Рынок Машу поразил. Это естественно, меня он тоже удивил, когда я впервые пришла в город. Всюду на захваченной врагом земле жизнь как бы повернула назад, в прошлое. По-старому начали пахать, по-старому сеять, по-старому молоть рожь — на ручных жерновах, как триста лет назад. Но, по-видимому, нигде этот возврат к старине не бросался в глаза так, как на рынке в большом городе. Медлительные бородатые мужчины, как русские купцы из прошлого столетия. Пугливые, как в годы крепостного права, крестьяне: боялись, что их не только обманут, но могут и арестовать, принять за партизан.

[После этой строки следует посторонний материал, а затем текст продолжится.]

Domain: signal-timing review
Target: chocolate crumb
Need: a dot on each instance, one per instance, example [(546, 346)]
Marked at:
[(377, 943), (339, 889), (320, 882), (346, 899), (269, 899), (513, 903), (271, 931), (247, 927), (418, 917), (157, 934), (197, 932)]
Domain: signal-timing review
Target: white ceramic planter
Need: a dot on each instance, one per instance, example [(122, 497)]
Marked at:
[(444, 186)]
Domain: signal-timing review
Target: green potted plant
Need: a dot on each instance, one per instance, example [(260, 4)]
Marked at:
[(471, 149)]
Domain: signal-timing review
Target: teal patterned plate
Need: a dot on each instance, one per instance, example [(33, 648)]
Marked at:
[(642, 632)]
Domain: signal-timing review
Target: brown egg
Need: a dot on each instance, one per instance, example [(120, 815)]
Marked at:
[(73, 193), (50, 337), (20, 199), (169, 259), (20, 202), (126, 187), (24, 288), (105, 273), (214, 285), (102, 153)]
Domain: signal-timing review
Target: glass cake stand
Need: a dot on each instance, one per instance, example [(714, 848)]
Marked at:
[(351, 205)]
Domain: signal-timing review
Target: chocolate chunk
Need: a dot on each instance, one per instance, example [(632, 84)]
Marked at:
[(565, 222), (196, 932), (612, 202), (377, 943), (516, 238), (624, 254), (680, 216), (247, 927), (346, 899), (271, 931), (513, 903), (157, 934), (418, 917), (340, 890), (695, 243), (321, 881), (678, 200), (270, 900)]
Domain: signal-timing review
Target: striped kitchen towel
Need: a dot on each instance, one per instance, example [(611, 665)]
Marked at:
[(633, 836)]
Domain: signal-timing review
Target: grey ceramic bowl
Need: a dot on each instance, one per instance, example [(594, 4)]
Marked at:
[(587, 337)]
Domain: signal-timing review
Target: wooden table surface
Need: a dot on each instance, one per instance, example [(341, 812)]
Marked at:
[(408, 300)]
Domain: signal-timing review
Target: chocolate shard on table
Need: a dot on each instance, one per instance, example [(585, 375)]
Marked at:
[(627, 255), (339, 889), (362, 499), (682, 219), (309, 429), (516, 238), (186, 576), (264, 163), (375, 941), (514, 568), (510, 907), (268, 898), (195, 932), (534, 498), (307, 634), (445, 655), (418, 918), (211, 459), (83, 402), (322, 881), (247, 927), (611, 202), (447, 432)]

Солдаты немецкие, венгерские, румынские. Они продавали ворованное с оглядкой. Боялись военной жандармерии. Нахальные полицейские порой забирали у человека товар без всяких объяснений. Немцы в штатском ходили как хозяева, ничего, кажется, не продавали, ничего не покупали — глядели, слушали.
Все толклись, кружили по рынку, одни молча, другие кричали — предлагали свой товар. Вещей разных, одежды продавалось много, но все какое-то старое, пропахшее нафталином. А продуктов было мало. Продукты вырывали из рук. Наши ягоды разобрали за каких-нибудь двадцать минут, хотя я раз за разом немного повышала цену. Даже немки покупали землянику на варенье. Яйца, коль спасла их от охраны возле шлагбаума, я решила не продавать — отнести Степану, так как хоть и хороший паек он имеет, но делит его с хозяйкой, а та — с внуками своими. «Небогато живет, а работает много», — думала я озабоченно, как о муже.
Я торговала ловко, умело ж одновременно помогала Маше, так как она «ловила ворон», ее обманывали.
Но вообще нам повезло в тот день. Я, например, боялась перехода через железнодорожное полотно на Моховом переезде, там тоже часто останавливали и проверяли, кто, откуда, куда, зачем. Боялась, когда шли на рынок, и еще больше почему-то, когда возвращались с рынка, купив соли и отрез ситца — «на кофточку Маше». Все я продумала, каждую мелочь. Но легенды были правдивы до первой проверки. Если нас задержат и начнут проверять, все может рассыпаться, как песок. А если еще обыщут так, что залезут в рейтузы, — фашисты все могут, — то и проверка не понадобится. Дело в том, что несла я две пары справок: одни — от старосты села из-под Гомеля, чтоб пройти на постах с ягодами и яйцами, до рынка держала эти бумажки за пазухой; а другие, спрятанные глубже, от старосты Степанова села, свидетельствовали, что я, Валентина Жданко, иду к брату, а Маша, Мария Лещук, дочь тамошнего полицая, пришла купить обновку. Это справки для Степана, если проверят у него на квартире. После продажи ягод я поменяла справки местами; нелегко это сделать на рынке, но я сумела: будто так, по-деревенски глубоко, прятала деньги; если кто увидел, то мог только посмеяться, — вот деревня! — но вряд ли заподозрил бы другое.